They held a second referendum in 1995, this time asking to “become sovereign” after offering a new “political and economic partnership” to Canada. This time the question ran to just three lines. It was narrowly defeated by 51 per cent to 49 per cent.

So alarmed was the Canadian government by this narrow rejection of something so vague, that they referred the whole question of “secession” to their supreme court for an opinion on the legitimacy of moves by any province to leave the federation. The Court responded with a judgment running to 30 pages, but summarised in two sentences:

The Supreme Court of Canada concluded that the National Assembly, legislature or government of Quebec do not have, either under Canadian law or international law, the right to effect the secession of Quebec from Canada unilaterally.

However, the court also emphasised that the rest of Canada would have a political obligation to negotiate Quebec’s separation if a clear majority of that province’s population voted in favour of it.

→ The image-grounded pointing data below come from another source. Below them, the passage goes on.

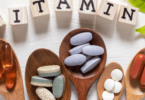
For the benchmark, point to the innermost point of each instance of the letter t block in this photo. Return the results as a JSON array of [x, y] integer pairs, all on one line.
[[18, 16]]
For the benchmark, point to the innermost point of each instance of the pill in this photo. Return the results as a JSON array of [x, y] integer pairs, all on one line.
[[74, 60], [49, 71], [109, 84], [117, 87], [93, 50], [107, 95], [116, 74], [81, 38], [44, 94], [137, 67], [58, 86], [38, 81], [90, 64], [78, 49]]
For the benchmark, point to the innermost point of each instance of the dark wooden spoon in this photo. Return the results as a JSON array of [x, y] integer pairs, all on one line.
[[17, 93], [41, 57], [82, 82], [107, 74]]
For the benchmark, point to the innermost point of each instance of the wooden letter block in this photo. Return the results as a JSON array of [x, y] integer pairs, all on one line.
[[128, 15], [88, 7], [63, 5], [18, 16], [39, 7], [107, 9], [2, 23]]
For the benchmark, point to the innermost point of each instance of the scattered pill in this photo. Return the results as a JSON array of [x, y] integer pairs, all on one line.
[[116, 74], [81, 38], [49, 71]]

That in itself begged a number of questions – what, for example is “a clear majority”? – a question only too familiar to those of is involved in the ill-fated 1979 Scottish assembly referendum in Scotland. The judgment said that the result of any referendum must be free of ambiguity both in terms of the question asked and in terms of the support it achieves.

So the Canadian government introduced “an act to give effect to the requirement for clarity as set out in the opinion of the Supreme Court”. Called the Clarity Act, it was passed in 2000 and empowered the Canadian House of Commons within 30 days of a province issuing its proposed question, to consider whether the question is clear.

IT SPECIFIES that such a question cannot “merely focus on a mandate to negotiate without soliciting a direct expression of the will to cease to be part of Canada”, nor can it include “other possibilities such as economic or political arrangements with Canada that obscure a direct expression of the will”.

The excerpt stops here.